Akihabara News (Tokyo) — The announcement by Subaru that it will be building Japan’s first dedicated Electric Vehicle (EV) factory cannot disguise the fact that this nation is already far behind in an industrial race which it should be leading.
Also part of Subaru’s announcement is that it will invest a total of ¥250 billion (US$1.9 billion) over five years in EV production, with the aim of having 40% of its new global car sales be electric by 2030.
The automaker’s flagship EV effort appears set to be the Solterra model, an all-electric SUV developed in cooperation with Toyota Motor Corporation.
The EV penetration rate is a mere 1% in Japan, and in recent years it is barely growing at all.
Meanwhile, in China, about 3.4 million EVs were sold last year, and by December 2021 they were accounting for about 20% of all new car sales.

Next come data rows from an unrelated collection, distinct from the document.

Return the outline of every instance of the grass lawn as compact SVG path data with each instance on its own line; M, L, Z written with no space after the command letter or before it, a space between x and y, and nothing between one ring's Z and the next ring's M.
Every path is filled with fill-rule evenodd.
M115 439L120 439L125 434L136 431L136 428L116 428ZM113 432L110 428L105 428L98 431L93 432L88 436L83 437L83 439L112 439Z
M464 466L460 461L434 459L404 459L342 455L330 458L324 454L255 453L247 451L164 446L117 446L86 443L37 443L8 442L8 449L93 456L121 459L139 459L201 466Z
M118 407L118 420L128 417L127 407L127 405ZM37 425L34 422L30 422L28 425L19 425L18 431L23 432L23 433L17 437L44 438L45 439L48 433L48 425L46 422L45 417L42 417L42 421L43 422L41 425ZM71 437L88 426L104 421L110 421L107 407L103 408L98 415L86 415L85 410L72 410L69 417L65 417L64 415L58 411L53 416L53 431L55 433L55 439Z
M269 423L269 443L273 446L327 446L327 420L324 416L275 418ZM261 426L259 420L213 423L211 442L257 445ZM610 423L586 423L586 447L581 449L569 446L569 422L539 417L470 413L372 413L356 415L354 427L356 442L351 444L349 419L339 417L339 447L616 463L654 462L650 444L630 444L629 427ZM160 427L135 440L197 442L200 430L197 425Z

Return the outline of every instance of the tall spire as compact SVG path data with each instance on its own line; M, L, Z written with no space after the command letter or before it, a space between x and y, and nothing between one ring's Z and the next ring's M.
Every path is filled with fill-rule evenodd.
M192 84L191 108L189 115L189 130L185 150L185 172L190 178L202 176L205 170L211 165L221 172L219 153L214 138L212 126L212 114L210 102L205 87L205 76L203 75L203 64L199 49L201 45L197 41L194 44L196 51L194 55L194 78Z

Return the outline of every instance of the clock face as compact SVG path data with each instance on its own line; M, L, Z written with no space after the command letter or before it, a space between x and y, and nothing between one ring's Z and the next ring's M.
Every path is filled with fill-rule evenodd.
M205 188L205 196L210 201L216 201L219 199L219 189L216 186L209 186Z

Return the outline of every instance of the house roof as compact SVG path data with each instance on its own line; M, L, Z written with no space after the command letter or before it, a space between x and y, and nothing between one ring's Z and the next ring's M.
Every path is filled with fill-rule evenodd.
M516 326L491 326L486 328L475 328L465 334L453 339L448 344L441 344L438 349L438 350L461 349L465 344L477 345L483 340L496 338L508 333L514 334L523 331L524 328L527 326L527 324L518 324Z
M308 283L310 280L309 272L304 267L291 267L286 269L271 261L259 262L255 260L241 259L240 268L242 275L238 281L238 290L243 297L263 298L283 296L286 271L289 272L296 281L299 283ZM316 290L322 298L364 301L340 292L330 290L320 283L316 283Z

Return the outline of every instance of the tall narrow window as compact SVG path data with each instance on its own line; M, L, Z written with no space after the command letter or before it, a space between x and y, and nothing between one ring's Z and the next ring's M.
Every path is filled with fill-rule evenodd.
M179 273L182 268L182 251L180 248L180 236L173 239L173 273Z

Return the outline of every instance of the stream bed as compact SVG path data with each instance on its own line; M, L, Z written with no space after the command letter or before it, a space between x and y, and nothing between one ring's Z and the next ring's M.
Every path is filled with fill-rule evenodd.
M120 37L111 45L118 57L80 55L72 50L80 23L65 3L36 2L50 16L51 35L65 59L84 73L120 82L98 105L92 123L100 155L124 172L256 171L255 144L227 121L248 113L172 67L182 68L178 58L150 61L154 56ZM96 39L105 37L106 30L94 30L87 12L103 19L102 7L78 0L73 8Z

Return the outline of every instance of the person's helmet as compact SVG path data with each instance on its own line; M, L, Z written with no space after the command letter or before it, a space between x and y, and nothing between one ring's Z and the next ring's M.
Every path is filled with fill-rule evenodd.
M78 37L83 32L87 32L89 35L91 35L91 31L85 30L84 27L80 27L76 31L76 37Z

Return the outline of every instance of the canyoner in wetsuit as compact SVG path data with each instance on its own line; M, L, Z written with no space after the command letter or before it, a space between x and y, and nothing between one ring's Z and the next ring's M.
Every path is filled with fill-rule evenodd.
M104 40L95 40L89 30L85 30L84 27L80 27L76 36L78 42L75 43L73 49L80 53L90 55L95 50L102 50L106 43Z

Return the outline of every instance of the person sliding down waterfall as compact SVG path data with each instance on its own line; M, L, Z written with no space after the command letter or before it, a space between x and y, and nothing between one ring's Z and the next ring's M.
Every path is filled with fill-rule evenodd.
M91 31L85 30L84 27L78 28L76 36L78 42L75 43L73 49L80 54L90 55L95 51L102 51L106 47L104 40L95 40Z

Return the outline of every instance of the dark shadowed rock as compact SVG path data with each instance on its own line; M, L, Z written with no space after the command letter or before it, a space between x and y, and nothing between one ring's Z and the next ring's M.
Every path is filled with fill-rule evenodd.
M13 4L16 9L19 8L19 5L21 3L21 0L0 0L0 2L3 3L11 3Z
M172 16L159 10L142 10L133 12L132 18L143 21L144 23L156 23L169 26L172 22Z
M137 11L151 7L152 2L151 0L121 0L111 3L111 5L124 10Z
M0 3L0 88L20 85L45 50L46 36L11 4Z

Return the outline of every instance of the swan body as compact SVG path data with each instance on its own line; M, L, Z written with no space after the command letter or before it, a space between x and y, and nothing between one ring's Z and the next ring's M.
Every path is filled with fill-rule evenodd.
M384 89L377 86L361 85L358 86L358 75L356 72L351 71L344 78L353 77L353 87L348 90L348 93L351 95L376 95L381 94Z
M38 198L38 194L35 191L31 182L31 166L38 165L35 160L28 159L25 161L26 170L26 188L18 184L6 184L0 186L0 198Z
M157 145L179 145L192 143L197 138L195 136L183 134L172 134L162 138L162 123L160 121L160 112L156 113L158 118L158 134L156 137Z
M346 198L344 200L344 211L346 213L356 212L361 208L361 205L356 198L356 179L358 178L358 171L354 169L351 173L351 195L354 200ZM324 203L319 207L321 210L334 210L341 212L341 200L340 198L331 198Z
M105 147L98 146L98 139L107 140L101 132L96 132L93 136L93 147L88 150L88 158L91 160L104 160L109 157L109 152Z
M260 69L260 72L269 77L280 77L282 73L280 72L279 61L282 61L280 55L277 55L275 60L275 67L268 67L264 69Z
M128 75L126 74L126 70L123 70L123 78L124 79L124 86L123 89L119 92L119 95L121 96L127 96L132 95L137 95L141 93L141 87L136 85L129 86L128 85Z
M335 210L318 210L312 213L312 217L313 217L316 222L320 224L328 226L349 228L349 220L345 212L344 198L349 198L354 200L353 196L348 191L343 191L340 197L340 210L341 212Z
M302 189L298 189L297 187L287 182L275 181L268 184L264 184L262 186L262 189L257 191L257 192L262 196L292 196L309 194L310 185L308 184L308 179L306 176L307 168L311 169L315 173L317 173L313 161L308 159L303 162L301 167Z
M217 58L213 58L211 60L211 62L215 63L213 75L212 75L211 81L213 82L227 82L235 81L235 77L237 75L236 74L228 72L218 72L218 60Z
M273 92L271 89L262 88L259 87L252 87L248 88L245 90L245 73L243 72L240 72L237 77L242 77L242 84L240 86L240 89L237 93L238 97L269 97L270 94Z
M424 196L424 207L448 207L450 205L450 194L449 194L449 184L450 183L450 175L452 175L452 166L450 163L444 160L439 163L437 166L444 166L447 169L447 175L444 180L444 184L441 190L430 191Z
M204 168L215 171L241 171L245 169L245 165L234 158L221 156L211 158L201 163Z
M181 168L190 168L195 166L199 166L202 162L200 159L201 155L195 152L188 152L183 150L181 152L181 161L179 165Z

The top five EV automakers by global sales in 2021 were Tesla, Volkswagen, BYD, General Motors, and Stellantis–in other words, not a single one is a Japanese company.
This is quite a fall from grace for a nation that has been known for decades as an automotive powerhouse, and which itself led the hybrid revolution a short decade or two ago.
Rather than anticipating the direction of a global automotive market that it used to lead, Japanese industrial leaders, led by Toyota President Akio Toyoda, stubbornly refused for many years to accept that the EV era was arriving, and now they find themselves playing catch-up.
It remains to be seen if they still have the time and resources to return the forefront of global auto-making, or if the sun is setting on this vital dimension of Japanese industrial leadership as well.